L’istituzione della Commissione di studio sui Centri storici e sui lavori pubblici, del Laboratorio 2.0, è stata l’occasione per confrontarsi sui problemi urbanistici di Ragusa e sull’ineluttabilità di ripristinare le condizioni abitative del centro.

“L’animo squisitamente tecnico – dichiara il consigliere comunale Sonia Migliore – di questa Commissione, e dei suoi componenti, la investe immediatamente del suo ruolo di controllore nei confronti degli atti che l’Amministrazione si appresta a deliberare.

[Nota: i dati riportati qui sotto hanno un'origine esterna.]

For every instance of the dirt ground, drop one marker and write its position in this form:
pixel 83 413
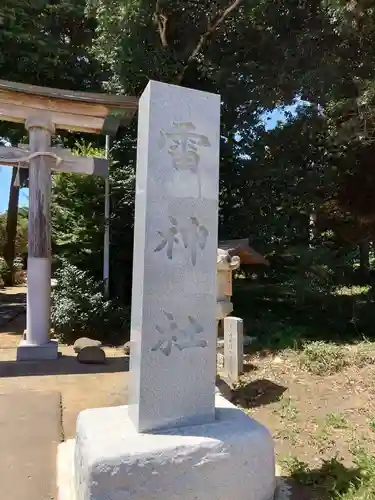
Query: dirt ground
pixel 313 418
pixel 81 386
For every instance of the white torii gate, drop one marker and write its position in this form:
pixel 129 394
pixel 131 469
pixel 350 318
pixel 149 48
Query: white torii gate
pixel 43 110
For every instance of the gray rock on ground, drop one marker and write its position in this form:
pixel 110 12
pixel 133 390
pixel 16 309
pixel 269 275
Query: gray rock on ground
pixel 92 355
pixel 82 342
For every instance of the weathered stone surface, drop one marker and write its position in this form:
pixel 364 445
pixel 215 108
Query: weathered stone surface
pixel 82 342
pixel 91 355
pixel 229 458
pixel 173 326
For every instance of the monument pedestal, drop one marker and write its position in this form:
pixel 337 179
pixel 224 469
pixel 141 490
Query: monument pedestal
pixel 232 457
pixel 35 352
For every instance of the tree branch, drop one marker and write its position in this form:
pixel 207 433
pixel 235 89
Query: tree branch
pixel 211 28
pixel 162 21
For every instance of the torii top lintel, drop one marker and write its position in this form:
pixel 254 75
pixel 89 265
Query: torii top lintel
pixel 69 110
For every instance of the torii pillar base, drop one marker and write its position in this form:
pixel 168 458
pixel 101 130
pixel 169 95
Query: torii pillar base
pixel 34 352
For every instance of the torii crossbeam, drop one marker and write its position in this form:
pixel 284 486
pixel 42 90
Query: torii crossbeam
pixel 43 110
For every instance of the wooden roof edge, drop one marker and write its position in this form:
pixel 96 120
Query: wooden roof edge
pixel 110 100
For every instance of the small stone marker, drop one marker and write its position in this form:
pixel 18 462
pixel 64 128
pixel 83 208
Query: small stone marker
pixel 91 355
pixel 82 342
pixel 173 327
pixel 233 347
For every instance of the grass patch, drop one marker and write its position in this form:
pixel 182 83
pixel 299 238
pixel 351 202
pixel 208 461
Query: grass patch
pixel 336 421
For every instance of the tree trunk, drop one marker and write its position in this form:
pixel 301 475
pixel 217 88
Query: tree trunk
pixel 364 260
pixel 11 229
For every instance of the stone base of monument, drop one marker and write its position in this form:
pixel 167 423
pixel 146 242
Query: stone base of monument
pixel 230 458
pixel 33 352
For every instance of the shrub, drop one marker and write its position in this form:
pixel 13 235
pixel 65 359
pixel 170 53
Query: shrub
pixel 80 309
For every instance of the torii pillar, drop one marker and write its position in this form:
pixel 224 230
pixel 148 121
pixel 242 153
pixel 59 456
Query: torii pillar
pixel 43 110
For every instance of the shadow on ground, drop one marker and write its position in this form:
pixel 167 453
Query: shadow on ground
pixel 259 392
pixel 65 365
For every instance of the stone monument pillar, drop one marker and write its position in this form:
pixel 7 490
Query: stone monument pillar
pixel 174 440
pixel 225 266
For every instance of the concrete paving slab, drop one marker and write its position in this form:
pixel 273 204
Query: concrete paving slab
pixel 30 431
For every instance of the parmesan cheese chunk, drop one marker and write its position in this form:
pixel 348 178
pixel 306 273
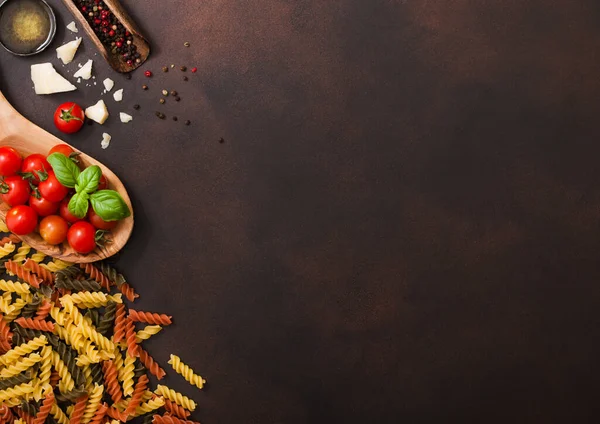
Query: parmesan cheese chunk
pixel 97 112
pixel 118 95
pixel 85 72
pixel 47 81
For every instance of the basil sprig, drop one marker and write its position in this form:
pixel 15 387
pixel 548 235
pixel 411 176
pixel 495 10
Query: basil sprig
pixel 108 204
pixel 65 170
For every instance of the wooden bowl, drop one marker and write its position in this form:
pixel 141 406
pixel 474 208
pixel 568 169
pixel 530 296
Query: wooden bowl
pixel 16 131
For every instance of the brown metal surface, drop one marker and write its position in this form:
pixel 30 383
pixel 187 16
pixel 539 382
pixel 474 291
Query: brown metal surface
pixel 402 222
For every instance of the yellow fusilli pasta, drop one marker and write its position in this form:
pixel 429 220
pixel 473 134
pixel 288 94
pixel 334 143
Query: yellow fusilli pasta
pixel 186 372
pixel 147 332
pixel 176 397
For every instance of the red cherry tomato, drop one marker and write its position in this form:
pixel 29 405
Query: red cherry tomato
pixel 35 164
pixel 21 220
pixel 66 213
pixel 69 118
pixel 65 149
pixel 98 222
pixel 103 184
pixel 81 237
pixel 43 207
pixel 53 229
pixel 10 161
pixel 52 189
pixel 15 190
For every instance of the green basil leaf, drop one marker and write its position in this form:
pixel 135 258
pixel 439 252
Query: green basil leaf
pixel 109 205
pixel 65 170
pixel 78 205
pixel 88 180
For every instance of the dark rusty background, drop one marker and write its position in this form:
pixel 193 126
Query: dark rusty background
pixel 402 223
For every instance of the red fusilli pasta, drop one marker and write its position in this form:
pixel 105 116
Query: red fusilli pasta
pixel 96 274
pixel 150 317
pixel 112 384
pixel 136 397
pixel 79 410
pixel 120 322
pixel 43 311
pixel 132 346
pixel 100 414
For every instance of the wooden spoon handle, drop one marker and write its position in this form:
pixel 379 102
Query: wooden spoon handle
pixel 114 59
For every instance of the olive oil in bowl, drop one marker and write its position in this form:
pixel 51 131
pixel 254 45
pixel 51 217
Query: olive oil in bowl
pixel 26 26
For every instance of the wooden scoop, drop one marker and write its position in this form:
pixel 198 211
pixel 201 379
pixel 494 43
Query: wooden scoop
pixel 115 60
pixel 16 131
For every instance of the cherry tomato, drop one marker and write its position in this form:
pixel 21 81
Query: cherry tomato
pixel 66 213
pixel 81 237
pixel 43 207
pixel 98 222
pixel 34 164
pixel 65 149
pixel 103 184
pixel 52 189
pixel 21 220
pixel 10 161
pixel 15 190
pixel 53 229
pixel 69 118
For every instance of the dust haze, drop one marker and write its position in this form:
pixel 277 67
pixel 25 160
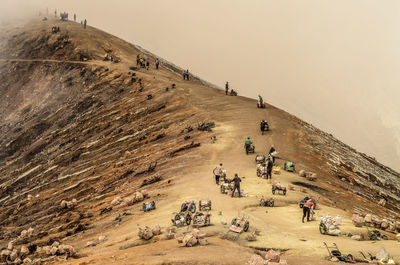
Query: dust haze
pixel 332 63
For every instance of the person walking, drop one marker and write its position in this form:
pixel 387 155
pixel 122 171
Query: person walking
pixel 307 208
pixel 236 180
pixel 269 168
pixel 218 172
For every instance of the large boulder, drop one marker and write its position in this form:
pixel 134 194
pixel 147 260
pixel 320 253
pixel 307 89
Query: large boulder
pixel 256 260
pixel 368 218
pixel 382 255
pixel 24 251
pixel 190 240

L’Amministrazione dovrà approvare il Piano particolareggiato dei centri storici, dovrà mettere mano ai Peep, discutere il Piano regolatore e gli investimenti su Ibla. In queste occasioni verrete chiamati ad esercitare il vostro ruolo di controllori e principalmente di organo propositivo, perché da queste decisioni, come voi ben sapete dipende la rivitalizzazione del centro storico e la tutela del territorio”.

“Si fa un gran parlare di ripopolare il centro storico – prosegue Claudio Castilletti, presidente del Laboratorio politico culturale 2.0 – a tal punto da essere un nodo cruciale di tutte le ultime campagne elettorali, ma nessuna Amministrazione, di contro, è riuscita, una volta insediatasi, a metter in atto un piano di intervento organico e sistemico, capace di realizzare questo obiettivo. Si sono proposti sgravi fiscali, si è parlato della necessità di una programmazione culturale, è stato puntato il dito contro i centri commerciali, colpevoli di una concorrenza spietata nei confronti dei piccoli commercianti. Se tutto ciò è vero, non basta però a spiegare e a risolvere l’annoso problema del centro storico, infatti una condizione dalla quale non si può prescindere e che sembrano tutti ignorare è l’adeguamento delle abitazioni, del centro, agli standard abitativi attuali. Nessuno, oggi, ha intenzione di vivere in una casa di 80 metri quadri divisa su tre o addirittura quattro livelli”.

“Ridisegnare – gli fa eco il vice presidente del Laboratorio 2.0, Livio Tumino – il nostro centro storico secondo i criteri di abitabilità moderna ci permetterebbe di risolvere tutta una serie di problematiche, che hanno dopo anno, stanno divenendo sempre più asfissianti. Il primo risultato sarebbe quello di arrestare il consumo del suolo, negli ultimi 20 anni Ragusa è cresciuta orizzontalmente e così la speculazione edilizia, da un lato, ha spopolato il centro, mentre, dall’altro, ha eroso le nostre campagne a beneficio di qualche costruttore. Ripopolare il centro storico significa far rinascere Ragusa, sottrarla al degrado, che si sta impadronendo di interi quartieri tramutandoli in veri e propri ghetti, ed infine rimettere in moto l’economia di interi settori”.

“Questo è il punto di partenza – conclude l’ing. Saro Tomasi, neoeletto presidente della Commissione-. Per realizzarlo, però, bisogna riuscire ad immaginare una nuova Ragusa, sarebbe controproducente attuare dei singoli interventi, scollegati tra loro, e privi di una visione d’insieme. Quando parlo di immaginare la nostra città, mi riferisco ad un progetto che si proietti da qui a dieci anni, un lasso di tempo necessario per pensare e realizzare un’altra Ragusa. Bisogna partire da un’analisi del tessuto sociale della città, avere contezza degli immobili in possesso del Comune ossia fare un censimento aggiornato e non l’elenco pubblicato sul sito web del Comune, ciò permetterebbe pure di contrastare l’illegalità e l’anarchia dei contratti in nero, un altro problema di cui nessuno parla, solo a questo punto si può iniziare a pensare a delle nuove soluzioni urbanistiche. Un mio vecchio desiderio è quello di realizzare l’albergo diffuso un progetto già pensato dall’ex sindaco Chessari, in tal senso uno studio della città sarebbe indispensabile”.